A few more numbers from a different study: This one looked at 25 men older than 45 years of age and showed an average preoperative concentration of 12.7 million/cc, a motility of 29.6%, and a normal morphology (shape) of 24.4%. Postoperatively, the average concentration was 20.3 million/cc. The average motility was 44.7% and the average normal morphology was 30.7%. It would appear that even older men with long standing varicoceles will show significant improvement from a varicocelectomy.
It takes 78 days from the beginning of a sperm’s development until it is ready to be ejaculated. This is a continuous process very much like an assembly line. At any given time, there should be millions of sperm at all stages of development.
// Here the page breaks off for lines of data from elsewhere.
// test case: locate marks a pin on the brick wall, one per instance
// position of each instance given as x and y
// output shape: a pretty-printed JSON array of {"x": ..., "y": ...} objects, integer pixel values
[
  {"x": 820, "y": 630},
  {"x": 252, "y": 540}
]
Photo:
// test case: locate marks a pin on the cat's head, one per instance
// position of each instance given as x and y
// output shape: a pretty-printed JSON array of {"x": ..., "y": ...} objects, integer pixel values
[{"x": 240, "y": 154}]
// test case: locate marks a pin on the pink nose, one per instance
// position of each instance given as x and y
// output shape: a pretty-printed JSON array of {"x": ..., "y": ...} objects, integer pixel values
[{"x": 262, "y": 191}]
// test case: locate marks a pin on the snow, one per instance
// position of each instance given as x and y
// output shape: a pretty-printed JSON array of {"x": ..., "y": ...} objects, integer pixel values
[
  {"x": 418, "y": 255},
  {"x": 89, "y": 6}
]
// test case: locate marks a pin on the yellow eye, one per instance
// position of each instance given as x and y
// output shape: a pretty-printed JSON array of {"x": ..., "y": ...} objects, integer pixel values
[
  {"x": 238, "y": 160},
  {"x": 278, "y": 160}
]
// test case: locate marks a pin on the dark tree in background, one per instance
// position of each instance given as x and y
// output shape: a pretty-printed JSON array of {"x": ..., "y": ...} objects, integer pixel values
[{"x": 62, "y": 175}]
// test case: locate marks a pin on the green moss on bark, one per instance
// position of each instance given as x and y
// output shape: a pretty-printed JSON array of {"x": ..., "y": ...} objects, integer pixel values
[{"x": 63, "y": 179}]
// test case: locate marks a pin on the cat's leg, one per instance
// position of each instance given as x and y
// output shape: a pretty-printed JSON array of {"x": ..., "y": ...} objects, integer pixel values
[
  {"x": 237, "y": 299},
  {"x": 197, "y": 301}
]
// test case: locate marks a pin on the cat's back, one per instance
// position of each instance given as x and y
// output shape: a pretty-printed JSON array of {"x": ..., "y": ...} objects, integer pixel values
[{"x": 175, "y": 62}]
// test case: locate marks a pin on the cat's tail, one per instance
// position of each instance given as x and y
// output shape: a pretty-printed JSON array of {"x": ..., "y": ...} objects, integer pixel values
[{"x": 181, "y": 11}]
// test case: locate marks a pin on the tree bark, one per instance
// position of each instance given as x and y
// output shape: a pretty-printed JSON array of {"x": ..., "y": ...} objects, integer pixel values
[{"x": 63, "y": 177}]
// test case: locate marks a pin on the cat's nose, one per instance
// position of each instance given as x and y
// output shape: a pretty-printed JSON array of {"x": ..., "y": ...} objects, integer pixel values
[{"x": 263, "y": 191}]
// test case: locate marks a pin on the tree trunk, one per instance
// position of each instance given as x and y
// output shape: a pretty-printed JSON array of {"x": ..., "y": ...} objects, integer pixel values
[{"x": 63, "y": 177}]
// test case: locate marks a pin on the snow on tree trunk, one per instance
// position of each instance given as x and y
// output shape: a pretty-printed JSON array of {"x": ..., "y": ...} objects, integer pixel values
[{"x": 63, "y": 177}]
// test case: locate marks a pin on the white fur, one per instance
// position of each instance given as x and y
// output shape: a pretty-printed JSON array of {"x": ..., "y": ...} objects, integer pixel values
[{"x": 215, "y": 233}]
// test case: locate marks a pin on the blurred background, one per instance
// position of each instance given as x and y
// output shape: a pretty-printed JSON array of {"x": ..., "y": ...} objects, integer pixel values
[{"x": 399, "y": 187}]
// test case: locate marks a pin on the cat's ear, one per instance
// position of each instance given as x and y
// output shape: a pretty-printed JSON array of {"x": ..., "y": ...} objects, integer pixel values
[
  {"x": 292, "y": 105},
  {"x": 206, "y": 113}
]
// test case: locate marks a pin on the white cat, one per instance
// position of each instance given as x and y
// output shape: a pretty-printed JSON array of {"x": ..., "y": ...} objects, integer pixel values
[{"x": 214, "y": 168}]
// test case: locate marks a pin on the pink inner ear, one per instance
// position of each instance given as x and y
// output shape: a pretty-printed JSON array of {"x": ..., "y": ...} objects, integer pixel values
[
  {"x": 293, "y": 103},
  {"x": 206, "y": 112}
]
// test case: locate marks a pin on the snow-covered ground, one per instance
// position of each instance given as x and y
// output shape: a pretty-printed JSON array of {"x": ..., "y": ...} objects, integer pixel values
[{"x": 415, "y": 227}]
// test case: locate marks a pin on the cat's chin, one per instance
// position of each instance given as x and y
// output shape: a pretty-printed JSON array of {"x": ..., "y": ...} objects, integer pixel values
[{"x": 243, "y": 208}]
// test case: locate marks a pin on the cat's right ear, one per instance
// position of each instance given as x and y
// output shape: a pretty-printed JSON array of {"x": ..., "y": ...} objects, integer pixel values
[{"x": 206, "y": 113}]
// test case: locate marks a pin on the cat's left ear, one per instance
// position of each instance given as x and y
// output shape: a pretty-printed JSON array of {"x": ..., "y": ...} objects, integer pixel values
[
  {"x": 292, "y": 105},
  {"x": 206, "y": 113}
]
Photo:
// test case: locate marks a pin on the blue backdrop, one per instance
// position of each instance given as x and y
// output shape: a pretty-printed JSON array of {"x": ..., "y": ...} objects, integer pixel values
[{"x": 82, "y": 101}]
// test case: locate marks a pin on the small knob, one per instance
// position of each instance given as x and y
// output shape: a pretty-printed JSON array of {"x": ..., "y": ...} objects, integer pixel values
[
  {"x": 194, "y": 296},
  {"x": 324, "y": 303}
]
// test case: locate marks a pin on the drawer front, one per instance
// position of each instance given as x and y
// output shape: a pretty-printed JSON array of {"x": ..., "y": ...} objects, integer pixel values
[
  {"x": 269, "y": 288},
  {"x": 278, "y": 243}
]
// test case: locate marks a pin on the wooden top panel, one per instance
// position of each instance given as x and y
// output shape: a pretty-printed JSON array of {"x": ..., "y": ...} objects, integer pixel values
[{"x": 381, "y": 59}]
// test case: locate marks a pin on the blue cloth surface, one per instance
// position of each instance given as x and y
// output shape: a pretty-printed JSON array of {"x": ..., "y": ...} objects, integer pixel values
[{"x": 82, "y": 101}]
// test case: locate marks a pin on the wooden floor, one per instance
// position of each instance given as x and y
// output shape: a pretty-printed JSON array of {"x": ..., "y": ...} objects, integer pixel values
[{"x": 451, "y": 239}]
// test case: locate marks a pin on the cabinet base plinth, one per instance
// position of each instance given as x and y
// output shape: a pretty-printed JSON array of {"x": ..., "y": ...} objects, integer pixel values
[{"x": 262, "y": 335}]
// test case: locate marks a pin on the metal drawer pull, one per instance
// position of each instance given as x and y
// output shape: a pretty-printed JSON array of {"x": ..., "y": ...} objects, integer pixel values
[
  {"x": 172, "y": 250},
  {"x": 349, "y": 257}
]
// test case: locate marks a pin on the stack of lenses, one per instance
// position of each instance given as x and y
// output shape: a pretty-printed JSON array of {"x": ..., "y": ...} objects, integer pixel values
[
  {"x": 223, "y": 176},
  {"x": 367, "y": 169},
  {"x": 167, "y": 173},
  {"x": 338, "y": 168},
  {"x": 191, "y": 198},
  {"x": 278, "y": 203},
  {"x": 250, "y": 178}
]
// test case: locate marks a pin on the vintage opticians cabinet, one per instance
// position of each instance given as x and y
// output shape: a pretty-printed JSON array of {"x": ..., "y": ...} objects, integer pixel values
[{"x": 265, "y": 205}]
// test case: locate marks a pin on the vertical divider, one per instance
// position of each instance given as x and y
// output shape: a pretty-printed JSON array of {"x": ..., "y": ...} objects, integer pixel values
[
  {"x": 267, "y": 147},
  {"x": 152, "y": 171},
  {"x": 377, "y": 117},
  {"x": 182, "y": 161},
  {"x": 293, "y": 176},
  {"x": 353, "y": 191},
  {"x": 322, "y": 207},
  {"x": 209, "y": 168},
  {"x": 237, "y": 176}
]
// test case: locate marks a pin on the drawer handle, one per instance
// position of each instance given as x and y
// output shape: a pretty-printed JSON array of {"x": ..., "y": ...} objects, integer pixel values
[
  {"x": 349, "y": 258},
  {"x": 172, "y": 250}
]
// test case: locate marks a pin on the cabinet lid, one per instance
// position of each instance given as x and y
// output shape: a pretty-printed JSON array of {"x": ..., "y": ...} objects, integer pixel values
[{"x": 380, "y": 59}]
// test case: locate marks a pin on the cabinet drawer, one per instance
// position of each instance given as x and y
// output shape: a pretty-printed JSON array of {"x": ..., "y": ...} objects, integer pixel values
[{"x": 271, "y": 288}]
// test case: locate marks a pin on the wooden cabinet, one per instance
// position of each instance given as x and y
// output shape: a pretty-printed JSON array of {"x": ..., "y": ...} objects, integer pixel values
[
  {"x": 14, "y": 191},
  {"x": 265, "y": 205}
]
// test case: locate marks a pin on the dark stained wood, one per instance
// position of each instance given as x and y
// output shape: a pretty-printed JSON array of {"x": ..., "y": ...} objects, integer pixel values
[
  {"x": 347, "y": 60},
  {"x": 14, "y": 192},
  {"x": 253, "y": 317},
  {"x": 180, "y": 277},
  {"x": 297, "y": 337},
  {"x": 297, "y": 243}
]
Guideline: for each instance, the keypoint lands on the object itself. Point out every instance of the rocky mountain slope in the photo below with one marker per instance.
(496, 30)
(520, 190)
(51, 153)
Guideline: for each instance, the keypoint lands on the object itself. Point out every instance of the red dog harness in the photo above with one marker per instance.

So it almost always takes a minimum of four months to see any significant improvement in the semen analysis after a varicocelectomy. The semen analysis may continue to improve for up to two years. If, however, there has been no improvement within six months, other options should be simultaneously considered.
Performing a varicocelectomy does not in any way negatively affect the sperm. So, couples may continue to try to achieve a pregnancy during the time they are waiting for improvement.